The research included three elements:
Outcome evaluation consisting of a pre/post matched survey of project participants (n=34) and a control group (n=24), and matched pre/post qualitative interviews with participants (n=12), carried out from August 2017 to March 2018.
Process evaluation focusing on the delivery and success of the programme. This aspect of the evaluation was carried out throughout the WWF period.
Economic evaluation measuring the social return on investment (SROI) of the programme, using the Housing Association Charitable Trust’s (HACT) social impact measurement tool.
- Therapeutic mentoring was crucial in improving the financial capability of DOSH participants. A few people found the support inconsistent in the later stage of the programme, but most were satisfied with the personalised therapeutic mentoring.
- The Ask David financial app was rolled out while the evaluation was being undertaken and had limited use. Qualitative data suggested it could be used alongside other interventions.
- DOSH participants improved their financial capability, particularly around paying bills and credit commitments on time; and reported increased confidence in budgeting and financial management. Participants also reported greater financial knowledge and increased wellbeing following the intervention. People taking part also learnt about new services, increased their awareness of available benefits and changes. They also received one-to-one support with CV writing, job searches and training.
- The main reasons participants gave for joining the DOSH programmes were to improve their financial situation and to ‘get back on track’ with their lives.
- A numbers of engagement routes were identified for the programme: 169 participants were referred internally via Tenancy Support Officers; 125 were referred through Advice Plus; 375 were engaged through Brief Interventions and 131 completed a mentoring programme. Additionally, the Ask David app recorded 1,419 hits, 174 active users and 80 live conversations.

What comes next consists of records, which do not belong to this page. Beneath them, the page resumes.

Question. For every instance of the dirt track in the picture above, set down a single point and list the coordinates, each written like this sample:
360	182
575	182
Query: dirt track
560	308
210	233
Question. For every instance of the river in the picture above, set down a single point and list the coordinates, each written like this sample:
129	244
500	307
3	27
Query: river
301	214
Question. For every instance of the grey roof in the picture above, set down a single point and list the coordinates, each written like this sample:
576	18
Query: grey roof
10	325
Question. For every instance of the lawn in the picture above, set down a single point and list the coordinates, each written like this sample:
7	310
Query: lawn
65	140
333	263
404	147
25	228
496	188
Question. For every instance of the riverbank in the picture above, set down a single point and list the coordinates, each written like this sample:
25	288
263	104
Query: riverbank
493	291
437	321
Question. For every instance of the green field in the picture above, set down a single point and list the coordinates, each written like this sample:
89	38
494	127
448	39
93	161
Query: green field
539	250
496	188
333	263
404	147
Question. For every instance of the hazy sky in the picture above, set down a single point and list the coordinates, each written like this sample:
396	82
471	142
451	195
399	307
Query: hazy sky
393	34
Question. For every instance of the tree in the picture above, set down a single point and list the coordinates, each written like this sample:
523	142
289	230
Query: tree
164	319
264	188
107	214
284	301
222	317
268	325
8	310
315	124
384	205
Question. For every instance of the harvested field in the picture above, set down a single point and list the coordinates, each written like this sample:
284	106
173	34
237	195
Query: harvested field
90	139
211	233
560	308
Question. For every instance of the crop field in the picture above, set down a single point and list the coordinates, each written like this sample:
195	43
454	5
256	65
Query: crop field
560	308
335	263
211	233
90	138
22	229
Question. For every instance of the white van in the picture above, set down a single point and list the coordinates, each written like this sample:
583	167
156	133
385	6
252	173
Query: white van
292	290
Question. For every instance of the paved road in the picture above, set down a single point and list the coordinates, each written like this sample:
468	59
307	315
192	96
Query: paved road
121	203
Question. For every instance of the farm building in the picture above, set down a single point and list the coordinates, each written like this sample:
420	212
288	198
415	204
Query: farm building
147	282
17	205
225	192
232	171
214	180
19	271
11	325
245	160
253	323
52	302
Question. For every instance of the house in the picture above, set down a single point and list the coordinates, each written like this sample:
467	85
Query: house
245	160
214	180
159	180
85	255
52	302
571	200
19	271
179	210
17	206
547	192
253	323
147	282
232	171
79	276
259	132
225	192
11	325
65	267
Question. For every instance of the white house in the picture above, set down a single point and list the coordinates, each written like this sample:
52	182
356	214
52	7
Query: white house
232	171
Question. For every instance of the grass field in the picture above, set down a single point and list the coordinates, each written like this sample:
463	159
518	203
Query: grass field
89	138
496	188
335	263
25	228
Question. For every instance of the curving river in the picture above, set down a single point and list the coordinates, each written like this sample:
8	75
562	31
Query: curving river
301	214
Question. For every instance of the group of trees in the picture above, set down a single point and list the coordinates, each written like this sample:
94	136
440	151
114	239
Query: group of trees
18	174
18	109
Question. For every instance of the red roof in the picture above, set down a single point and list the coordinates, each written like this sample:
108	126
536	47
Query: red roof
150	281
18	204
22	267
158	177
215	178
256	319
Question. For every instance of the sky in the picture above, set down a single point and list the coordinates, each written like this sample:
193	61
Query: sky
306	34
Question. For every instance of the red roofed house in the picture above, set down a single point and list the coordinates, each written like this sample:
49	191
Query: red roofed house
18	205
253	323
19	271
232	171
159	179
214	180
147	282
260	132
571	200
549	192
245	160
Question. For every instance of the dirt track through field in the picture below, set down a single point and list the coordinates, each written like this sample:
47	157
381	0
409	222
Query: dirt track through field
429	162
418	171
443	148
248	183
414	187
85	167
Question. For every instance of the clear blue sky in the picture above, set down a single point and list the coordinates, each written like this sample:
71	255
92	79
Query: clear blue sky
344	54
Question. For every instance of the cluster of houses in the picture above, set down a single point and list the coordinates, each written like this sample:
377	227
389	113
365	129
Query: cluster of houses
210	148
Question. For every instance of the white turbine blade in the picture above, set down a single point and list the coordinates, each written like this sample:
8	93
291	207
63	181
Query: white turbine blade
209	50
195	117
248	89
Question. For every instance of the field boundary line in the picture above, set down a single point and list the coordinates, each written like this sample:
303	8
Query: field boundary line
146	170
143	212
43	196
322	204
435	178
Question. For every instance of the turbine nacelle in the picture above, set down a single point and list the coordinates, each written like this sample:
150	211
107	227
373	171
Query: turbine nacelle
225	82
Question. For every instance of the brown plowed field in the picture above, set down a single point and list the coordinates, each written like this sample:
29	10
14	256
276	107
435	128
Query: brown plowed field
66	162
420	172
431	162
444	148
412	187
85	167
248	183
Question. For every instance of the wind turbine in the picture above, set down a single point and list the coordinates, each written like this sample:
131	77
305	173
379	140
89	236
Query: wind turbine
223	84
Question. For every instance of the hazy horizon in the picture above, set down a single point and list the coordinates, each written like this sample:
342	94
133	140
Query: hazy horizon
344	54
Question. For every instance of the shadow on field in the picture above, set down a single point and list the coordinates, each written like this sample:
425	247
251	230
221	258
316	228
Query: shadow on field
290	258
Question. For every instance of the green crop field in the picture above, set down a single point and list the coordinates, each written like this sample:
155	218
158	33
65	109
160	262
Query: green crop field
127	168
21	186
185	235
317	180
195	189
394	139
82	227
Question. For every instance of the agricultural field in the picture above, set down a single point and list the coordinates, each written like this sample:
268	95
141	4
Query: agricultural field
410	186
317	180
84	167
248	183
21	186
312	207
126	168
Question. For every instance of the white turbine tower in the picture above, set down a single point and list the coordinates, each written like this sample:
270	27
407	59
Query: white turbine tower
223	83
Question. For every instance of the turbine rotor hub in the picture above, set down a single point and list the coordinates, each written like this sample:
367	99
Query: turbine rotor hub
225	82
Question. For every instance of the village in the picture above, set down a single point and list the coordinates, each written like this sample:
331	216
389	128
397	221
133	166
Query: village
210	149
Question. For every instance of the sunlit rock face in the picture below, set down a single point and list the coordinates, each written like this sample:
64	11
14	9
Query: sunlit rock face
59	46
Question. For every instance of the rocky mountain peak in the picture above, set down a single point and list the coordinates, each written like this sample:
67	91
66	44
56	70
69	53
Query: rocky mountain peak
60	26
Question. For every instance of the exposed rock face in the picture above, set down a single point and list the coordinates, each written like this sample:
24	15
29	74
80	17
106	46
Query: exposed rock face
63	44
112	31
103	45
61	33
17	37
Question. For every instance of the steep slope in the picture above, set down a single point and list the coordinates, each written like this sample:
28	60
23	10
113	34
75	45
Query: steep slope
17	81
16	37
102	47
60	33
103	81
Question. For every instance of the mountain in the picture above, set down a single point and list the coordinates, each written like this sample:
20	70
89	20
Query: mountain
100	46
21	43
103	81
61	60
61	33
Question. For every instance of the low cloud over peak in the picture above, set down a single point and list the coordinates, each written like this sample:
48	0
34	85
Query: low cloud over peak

- DOSH’s economic evaluation used HACT’s Social Value Tool and Wellbeing Valuation approach. It revealed that for every £1 spent, the estimated social value of the outcomes generated was £35.The programme cost £276,500 and the SROI was £2,281,000.
Points to consider
- The outcome evaluation survey sample size was quite small, owing to drop-off between the pre- and post- questionnaire (75% in the intervention group and 52% in the control group). Drop-off was larger than expected, and attributed to the high level of needs of the client group, contact telephone numbers changing, and participants not completing the programme.
- The surveys and qualitative interviews included only one respondent aged 16-24, and therefore results are not reflective of the experiences of this age group.
- The delayed roll-out of the Ask David financial app reduced the time available for mentors to encourage DOSH participants to use it. This affected the end of intervention survey, as questions about the app were less relevant.
- The findings could be used by other housing associations to inform the development of provision. However the small sample sizes mean caution should be used in interpreting the results.